2ー2
気絶させた張本人がいることに俺は驚いている。
普通なら誰かに見つからないためにもその場から立ち去るのが基本。いや、
これは立ち去らねば、と思い立ち上がろうとした時だ。俺と妻城先輩の距離が異様に近いことに気付いた。体を起こして妻城先輩に振り向いた際にも感じたことだが、明らかに俺と妻城先輩は近すぎる。
気絶して寝ている人と座っている人の距離を考えれば、上半身分の距離は最低でもあるはずなのに今は、頭ひとつ分くらい距離が近い。まるで膝枕をされていたかのような感じだ。
膝枕? と、俺の頭があった位置に目を移すと、
「どうだった? 私の膝枕は? フフ」
妻城先輩のーー悪魔の囁きが聞こえた。そして頭があった位置を確認すると、やはりと言えばいいのか、膝ーー妻城先輩の膝枕がその位置にあるのだ。
妻城先輩の膝を見た瞬間、背筋が凍る恐怖を感じた。部室で感じた恐怖の比ではない。恐ろしすぎる。
恐る恐る妻城先輩の表情を伺う。その表情はーー笑み。目が覚めて良かったの笑みか、制裁の続きが楽しみの笑みなのか、俺には後者としか判断出来ない。だって、目が笑っていないのだから······ひ、ひぇー!

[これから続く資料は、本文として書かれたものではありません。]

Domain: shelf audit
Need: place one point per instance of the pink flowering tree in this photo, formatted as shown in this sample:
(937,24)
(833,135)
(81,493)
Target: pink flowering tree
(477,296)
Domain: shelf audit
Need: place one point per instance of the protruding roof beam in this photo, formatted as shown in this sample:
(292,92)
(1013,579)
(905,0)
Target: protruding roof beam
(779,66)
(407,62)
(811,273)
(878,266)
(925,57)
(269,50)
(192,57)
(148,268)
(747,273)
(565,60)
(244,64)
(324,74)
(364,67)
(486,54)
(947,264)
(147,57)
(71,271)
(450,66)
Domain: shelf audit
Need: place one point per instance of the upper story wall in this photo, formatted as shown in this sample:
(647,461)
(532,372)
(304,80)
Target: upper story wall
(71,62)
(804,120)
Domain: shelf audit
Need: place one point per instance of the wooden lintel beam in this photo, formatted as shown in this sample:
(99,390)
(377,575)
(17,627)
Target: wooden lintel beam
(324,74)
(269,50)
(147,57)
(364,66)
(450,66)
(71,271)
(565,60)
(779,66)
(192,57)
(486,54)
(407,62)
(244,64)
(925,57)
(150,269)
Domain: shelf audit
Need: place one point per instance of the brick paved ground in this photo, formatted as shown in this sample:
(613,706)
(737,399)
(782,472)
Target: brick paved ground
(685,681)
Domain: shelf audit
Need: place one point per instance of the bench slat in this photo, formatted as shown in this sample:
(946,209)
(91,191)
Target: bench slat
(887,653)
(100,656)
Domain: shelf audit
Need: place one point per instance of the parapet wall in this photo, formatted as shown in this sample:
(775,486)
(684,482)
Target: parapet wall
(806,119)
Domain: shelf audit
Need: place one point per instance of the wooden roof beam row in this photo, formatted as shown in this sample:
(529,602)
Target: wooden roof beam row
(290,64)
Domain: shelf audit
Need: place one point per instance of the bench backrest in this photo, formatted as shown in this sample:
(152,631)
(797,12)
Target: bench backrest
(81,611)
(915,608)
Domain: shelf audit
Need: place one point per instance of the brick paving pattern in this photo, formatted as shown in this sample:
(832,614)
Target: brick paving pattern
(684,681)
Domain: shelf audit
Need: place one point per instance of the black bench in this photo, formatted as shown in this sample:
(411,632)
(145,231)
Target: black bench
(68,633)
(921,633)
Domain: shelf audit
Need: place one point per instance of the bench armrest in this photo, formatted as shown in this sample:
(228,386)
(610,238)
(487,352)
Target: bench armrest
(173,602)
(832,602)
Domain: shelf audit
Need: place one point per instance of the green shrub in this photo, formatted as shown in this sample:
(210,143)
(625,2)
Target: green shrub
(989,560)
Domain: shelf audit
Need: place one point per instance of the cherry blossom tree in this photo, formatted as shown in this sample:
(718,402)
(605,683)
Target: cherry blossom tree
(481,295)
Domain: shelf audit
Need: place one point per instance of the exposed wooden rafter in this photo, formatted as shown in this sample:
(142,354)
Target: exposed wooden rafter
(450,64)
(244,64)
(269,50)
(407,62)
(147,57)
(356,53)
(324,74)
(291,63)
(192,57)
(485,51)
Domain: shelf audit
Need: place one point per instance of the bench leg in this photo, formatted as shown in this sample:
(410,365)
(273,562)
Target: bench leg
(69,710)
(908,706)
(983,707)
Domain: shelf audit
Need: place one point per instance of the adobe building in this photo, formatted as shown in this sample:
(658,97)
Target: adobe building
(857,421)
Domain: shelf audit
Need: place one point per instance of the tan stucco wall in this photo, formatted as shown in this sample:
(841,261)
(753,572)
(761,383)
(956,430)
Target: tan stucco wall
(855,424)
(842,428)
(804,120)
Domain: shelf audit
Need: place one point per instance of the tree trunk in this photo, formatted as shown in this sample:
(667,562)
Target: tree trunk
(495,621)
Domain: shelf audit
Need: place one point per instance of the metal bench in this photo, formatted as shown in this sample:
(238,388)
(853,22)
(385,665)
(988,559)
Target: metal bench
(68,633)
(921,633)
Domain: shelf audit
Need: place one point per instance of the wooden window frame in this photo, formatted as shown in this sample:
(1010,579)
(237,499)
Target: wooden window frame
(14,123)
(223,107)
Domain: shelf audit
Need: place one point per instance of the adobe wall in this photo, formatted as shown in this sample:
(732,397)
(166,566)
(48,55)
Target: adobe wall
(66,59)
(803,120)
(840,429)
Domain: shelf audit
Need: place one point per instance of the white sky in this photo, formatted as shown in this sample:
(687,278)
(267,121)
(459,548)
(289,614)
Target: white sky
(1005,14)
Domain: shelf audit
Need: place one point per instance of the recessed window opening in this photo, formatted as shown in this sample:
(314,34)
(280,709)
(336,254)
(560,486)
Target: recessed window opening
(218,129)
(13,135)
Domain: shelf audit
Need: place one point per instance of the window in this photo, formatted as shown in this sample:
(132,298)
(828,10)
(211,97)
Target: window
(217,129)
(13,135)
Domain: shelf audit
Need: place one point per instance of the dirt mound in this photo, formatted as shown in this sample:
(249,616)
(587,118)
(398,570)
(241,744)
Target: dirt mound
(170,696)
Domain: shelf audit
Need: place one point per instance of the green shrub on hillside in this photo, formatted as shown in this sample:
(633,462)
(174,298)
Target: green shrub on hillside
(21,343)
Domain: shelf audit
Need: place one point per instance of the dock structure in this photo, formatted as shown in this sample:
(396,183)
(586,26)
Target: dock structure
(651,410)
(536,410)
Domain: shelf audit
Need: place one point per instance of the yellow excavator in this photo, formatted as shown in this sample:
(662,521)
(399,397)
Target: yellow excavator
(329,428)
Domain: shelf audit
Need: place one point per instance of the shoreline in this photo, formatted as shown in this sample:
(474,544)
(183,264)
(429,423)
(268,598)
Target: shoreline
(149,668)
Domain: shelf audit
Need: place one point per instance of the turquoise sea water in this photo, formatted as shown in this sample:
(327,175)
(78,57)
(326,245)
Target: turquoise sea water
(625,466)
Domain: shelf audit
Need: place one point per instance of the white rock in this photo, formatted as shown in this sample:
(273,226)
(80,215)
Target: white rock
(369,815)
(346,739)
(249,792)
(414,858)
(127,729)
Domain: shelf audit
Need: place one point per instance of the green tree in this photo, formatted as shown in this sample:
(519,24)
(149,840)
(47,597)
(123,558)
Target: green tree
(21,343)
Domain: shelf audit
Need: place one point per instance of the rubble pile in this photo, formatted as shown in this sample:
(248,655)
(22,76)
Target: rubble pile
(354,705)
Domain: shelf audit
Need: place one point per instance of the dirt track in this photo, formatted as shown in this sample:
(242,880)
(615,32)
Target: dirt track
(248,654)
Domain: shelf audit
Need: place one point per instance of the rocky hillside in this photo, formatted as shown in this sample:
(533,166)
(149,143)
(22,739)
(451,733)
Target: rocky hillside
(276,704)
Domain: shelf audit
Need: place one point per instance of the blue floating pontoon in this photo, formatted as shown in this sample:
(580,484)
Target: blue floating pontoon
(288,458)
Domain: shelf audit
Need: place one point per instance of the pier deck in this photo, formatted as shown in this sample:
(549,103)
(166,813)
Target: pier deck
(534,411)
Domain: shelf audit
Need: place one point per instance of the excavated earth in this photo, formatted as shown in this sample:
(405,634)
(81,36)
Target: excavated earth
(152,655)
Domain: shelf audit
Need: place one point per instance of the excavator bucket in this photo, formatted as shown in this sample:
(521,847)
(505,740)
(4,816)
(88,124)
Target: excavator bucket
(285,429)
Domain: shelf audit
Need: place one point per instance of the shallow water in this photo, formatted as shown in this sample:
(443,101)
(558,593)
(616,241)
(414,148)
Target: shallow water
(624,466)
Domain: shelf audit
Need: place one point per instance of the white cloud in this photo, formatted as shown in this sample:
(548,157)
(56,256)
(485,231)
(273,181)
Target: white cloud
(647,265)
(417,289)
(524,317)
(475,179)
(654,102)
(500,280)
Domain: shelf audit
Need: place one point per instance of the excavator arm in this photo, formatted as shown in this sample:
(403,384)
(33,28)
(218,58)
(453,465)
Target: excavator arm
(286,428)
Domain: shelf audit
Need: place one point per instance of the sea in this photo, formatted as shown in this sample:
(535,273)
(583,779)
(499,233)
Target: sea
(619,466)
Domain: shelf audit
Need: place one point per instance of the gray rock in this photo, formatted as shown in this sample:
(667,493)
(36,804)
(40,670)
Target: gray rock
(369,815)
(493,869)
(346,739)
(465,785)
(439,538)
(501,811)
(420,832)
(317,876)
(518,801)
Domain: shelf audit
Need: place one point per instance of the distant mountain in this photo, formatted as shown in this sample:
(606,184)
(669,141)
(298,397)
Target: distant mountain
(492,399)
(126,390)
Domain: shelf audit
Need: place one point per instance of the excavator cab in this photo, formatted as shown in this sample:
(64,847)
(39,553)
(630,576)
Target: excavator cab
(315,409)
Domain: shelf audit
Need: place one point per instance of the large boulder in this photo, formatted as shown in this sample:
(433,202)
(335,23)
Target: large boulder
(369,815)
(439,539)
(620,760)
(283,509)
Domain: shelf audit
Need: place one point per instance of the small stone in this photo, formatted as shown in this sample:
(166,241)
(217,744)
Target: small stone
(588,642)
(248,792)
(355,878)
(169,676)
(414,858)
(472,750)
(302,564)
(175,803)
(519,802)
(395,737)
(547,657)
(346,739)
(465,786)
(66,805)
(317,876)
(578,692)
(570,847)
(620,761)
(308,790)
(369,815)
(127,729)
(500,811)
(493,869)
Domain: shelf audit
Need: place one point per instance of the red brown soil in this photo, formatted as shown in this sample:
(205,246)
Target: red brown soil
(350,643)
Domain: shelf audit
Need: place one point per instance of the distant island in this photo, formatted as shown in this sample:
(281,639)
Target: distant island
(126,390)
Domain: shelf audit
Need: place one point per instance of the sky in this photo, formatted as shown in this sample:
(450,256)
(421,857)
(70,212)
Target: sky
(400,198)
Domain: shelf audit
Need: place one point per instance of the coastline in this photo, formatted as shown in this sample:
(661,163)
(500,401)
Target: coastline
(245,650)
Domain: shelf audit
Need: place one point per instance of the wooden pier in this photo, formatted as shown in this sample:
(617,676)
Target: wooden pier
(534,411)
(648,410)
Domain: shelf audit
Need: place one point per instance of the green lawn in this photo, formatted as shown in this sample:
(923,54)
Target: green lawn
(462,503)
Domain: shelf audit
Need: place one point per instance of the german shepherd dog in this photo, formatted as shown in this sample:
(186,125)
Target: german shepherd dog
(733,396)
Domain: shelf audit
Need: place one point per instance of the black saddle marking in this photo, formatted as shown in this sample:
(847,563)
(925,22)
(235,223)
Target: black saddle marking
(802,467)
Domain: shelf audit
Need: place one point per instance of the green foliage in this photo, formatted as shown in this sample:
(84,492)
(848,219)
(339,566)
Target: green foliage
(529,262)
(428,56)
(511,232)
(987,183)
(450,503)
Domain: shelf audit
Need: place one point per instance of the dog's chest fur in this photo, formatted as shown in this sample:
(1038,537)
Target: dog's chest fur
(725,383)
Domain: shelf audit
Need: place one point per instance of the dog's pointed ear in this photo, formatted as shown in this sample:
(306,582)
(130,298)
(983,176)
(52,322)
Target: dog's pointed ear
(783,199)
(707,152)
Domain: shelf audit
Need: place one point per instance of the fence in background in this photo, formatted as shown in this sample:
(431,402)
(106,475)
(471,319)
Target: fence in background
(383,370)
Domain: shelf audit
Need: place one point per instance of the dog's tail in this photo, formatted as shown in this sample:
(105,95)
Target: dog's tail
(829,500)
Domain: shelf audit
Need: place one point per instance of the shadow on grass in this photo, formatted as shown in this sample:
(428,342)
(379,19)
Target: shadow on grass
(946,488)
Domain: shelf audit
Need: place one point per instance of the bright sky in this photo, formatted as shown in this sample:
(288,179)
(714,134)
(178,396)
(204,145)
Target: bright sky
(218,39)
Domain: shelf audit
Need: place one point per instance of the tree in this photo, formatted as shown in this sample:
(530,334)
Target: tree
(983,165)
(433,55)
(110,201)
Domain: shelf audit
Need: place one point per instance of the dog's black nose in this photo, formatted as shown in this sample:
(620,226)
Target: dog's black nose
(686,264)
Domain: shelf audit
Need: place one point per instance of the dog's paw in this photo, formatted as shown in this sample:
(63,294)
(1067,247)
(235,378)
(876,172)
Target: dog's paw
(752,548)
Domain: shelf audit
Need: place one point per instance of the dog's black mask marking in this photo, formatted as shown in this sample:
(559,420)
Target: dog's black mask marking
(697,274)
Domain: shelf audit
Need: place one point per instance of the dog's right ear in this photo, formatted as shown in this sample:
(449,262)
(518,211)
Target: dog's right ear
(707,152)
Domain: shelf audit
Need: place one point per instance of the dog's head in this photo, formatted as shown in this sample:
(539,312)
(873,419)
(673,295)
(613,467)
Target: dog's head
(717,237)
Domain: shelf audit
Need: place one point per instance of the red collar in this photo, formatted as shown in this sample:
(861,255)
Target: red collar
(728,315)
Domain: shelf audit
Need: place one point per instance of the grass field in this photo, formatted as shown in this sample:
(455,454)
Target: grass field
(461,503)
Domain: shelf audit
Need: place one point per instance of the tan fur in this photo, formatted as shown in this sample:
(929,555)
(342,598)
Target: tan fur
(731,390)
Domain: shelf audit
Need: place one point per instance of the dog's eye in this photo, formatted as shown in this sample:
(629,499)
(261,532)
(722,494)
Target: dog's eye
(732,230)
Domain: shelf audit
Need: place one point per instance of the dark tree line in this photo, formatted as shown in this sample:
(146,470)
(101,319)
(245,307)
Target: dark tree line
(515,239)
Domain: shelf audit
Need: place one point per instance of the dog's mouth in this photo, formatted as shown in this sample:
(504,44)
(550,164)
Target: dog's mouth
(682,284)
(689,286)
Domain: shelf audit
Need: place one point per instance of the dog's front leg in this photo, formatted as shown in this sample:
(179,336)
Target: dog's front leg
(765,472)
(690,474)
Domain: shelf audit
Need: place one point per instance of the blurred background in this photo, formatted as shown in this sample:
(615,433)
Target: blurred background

妻城先輩の表情は見なかったことにし、俺は改めて現状を把握する。
妻城先輩は俺に膝枕の感想を求めている。しかもあまりにも適当な感想ならまた気絶させられるだろう。今度は絶対、俺をそのまま放置して帰る。そのための不敵な笑みだ。
現状をある程度把握した。だが、一番の難点でもある膝枕の感想は俺の心を焦らせる。落ち着け、と体に言い聞かせながら感想を作成する。
ーー柔らかかったです。······ジト目からの腹パン。はい、終わり。
ーー最高でした。またお願いします。······これもーーやるかっ! って言われるな、からの腹パン。正解あるのか、これ?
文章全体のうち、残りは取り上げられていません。